Thursday, September 6, 2012

I want to sue a Jew


Last week a friar got in trouble for saying that in some cases, young boys actually initiated the sexual contact between themselves and throbbing members of the priesthood. And much the way VP candidate Paul Ryan is walking back from his claim of running a sub three hour marathon, that friar is now walking back from his previous statements.

"Walking back" is media-speak for "I fucked up."

Much has been made in the last few years of the abuse perpetrated upon these young men. And the church has been forced to shell out millions of dollars in reparations. 

All of which got me thinking that I need to contact an attorney.

You see when I was 11 years old we moved from the very Semitic confines of Flushing, NY to the corned beef and cabbage Catholic confines of Suffern, NY. When the glow of owning his first home wore off, my father realized he had done nothing to get me ready for a Bar Mitzvah.

He quickly enrolled me in a Hebrew School in nearby Monsey, NY, the most Jewish township in all of America and sometimes referred to as West Jerusalem. With 18 months to go before my impending 13th birthday, it became clear that this rapid fire immersion into Hebrew was not going fast enough to prepare me for a complete Haftorah reading. 

Drastic measures were in order. 

And soon my Tuesday and Thursday afterschool sessions at Hebrew School were supplemented with private tutorial classes with a genuine Hasid, Rabbi Chechuchmuchen. Or something to that effect.
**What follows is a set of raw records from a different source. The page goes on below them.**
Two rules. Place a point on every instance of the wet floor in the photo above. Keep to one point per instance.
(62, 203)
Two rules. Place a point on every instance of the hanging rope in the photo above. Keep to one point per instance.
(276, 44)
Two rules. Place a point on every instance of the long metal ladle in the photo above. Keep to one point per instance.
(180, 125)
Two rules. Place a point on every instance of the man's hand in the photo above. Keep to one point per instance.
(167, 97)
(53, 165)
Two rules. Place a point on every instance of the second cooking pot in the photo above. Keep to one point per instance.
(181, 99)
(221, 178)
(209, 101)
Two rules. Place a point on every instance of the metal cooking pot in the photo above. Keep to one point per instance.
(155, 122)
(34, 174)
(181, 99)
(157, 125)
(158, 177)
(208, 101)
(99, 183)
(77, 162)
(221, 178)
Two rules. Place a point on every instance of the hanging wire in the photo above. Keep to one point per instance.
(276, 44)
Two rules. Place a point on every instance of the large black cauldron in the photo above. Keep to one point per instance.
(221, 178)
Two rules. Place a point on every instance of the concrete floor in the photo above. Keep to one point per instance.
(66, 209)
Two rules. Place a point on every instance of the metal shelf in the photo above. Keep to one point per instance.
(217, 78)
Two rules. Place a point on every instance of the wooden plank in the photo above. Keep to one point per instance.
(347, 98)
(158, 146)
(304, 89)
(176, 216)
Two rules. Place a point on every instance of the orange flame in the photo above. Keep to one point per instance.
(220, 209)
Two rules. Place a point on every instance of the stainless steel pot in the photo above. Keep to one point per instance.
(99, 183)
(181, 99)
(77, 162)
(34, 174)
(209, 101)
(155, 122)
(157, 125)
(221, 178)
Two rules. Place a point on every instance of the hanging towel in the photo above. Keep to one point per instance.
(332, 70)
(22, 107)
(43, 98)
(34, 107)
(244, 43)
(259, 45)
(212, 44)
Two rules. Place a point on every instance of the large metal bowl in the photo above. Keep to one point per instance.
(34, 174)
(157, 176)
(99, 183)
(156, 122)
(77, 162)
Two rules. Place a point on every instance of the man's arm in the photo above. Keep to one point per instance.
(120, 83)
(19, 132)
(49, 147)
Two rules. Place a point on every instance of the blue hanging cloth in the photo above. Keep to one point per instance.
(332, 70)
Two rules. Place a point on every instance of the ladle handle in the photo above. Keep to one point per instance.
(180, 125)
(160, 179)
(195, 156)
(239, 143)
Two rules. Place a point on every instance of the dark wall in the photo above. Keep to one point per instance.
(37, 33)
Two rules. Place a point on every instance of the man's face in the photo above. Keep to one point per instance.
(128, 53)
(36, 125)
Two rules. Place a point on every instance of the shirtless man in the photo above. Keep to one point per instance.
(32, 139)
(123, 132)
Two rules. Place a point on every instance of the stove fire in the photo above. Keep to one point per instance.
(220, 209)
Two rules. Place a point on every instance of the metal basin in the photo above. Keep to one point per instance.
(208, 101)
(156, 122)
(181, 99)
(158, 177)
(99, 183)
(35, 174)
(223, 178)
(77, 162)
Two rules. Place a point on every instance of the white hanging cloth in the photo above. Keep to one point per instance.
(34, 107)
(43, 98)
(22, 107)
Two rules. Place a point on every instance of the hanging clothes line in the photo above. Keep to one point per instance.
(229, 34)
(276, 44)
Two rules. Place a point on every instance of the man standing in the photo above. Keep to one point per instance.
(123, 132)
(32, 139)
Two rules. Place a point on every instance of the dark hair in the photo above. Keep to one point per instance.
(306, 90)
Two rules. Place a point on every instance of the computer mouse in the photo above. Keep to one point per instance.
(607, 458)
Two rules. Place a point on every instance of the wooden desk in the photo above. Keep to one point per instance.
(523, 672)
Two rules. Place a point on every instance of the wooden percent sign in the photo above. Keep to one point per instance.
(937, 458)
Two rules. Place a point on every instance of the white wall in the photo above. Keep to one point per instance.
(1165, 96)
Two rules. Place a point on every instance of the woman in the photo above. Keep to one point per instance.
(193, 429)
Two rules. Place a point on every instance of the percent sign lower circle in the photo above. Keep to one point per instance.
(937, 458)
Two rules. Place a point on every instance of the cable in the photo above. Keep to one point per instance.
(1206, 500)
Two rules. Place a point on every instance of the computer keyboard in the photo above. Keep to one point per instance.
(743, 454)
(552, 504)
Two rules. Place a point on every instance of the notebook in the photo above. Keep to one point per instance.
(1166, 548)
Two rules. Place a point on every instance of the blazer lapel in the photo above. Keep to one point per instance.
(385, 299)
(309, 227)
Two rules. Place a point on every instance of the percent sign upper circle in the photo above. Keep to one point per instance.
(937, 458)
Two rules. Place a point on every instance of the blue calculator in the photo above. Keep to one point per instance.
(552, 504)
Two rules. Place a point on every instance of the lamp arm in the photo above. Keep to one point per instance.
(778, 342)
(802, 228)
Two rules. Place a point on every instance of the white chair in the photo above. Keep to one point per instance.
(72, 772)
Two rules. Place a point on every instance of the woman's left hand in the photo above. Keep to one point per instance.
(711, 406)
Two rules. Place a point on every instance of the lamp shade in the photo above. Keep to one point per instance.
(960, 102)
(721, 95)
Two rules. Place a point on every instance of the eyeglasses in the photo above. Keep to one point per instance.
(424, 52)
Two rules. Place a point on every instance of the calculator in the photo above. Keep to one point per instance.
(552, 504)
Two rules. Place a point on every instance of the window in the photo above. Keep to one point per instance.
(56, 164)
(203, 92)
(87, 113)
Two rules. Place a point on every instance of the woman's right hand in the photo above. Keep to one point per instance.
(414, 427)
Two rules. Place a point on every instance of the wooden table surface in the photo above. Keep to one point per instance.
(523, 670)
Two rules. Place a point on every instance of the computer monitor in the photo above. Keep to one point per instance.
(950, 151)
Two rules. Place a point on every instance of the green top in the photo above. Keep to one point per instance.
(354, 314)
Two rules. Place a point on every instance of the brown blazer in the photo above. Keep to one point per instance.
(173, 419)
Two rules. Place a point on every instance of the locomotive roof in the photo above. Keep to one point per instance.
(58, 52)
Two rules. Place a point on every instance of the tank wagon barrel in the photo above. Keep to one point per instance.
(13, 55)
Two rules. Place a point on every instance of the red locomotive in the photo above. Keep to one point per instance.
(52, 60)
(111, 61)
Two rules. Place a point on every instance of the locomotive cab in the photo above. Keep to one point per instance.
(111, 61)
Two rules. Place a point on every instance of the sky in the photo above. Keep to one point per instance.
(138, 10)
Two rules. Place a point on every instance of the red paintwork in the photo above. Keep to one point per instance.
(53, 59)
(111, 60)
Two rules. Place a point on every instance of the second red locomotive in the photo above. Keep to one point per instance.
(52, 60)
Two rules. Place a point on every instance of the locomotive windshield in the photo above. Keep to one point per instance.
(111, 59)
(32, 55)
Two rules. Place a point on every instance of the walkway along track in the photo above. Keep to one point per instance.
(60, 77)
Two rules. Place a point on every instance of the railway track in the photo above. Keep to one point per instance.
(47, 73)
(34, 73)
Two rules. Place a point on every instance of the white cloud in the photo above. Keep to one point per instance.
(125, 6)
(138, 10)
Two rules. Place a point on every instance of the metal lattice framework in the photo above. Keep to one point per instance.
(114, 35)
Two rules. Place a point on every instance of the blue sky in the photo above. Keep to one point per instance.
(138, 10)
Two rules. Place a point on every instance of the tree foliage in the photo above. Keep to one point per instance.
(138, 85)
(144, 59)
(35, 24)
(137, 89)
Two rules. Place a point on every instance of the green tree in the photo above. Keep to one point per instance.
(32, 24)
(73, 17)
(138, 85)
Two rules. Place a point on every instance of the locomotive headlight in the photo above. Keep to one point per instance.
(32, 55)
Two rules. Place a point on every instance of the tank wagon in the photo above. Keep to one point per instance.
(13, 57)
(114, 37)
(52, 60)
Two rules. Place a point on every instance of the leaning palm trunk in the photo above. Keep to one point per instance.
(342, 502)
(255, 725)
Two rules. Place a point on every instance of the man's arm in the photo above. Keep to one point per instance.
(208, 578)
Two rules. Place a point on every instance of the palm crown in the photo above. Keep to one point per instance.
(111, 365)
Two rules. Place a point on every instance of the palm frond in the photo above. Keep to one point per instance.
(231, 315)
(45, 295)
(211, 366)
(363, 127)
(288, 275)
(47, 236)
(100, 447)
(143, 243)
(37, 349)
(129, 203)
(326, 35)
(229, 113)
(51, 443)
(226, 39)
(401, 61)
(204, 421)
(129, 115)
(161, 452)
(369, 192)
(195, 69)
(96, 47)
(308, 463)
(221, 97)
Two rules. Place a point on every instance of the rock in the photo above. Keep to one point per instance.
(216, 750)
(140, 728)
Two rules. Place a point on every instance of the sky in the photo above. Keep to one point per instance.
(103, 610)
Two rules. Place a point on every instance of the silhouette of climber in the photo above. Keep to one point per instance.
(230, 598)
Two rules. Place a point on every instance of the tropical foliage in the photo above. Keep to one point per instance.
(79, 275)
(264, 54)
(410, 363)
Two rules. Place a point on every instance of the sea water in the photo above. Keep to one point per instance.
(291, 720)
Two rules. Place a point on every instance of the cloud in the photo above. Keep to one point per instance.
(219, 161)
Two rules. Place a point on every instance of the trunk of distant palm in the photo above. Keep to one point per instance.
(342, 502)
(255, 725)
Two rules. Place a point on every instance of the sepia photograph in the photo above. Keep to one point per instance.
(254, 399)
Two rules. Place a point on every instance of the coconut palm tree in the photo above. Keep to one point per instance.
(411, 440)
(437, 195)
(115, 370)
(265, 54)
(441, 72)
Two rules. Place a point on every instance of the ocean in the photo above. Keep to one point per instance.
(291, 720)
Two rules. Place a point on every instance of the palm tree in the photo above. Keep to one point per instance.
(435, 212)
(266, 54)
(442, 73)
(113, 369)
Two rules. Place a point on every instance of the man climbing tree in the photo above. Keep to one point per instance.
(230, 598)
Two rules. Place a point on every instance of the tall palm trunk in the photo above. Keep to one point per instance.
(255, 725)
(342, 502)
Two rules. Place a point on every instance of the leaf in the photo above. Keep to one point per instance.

I only know that when he said his name out loud, large chucks of creamed herring came flying from his piehole.

If it isn't already clear from my tone of voice, these thrice-weekly visits to Rabbi Chechuchmuchen's shabby house off Route 306 were my personal versions of hell. Mind you, he never touched me or G-d forbid ask me to touch him, so in that respect my claim could be considered quite frivolous.

But I was forced to sit next to this hulking, heavy breather whose beaver skin clothing rarely made it to the laundromat. 

And I had no choice but to inhale the G-d awful fumes emitted from Mrs. Chechcuchmuchen's kitchen, where she was always preparing some odd, Halakhic-approved venison stew from a shtetl recipe that would have been best left behind in Eastern Lithuania. 

Lastly, I could not escape the non-stop wailing/davening of the 11 Chechcuchmuchen children, who were a constant reminder that the incredibly unattractive Chechcuchmuchen parents were having regular and productive sex. 

I hope I have painted a vivid accurate picture. 
Because if that's not child abuse, I don't know what is.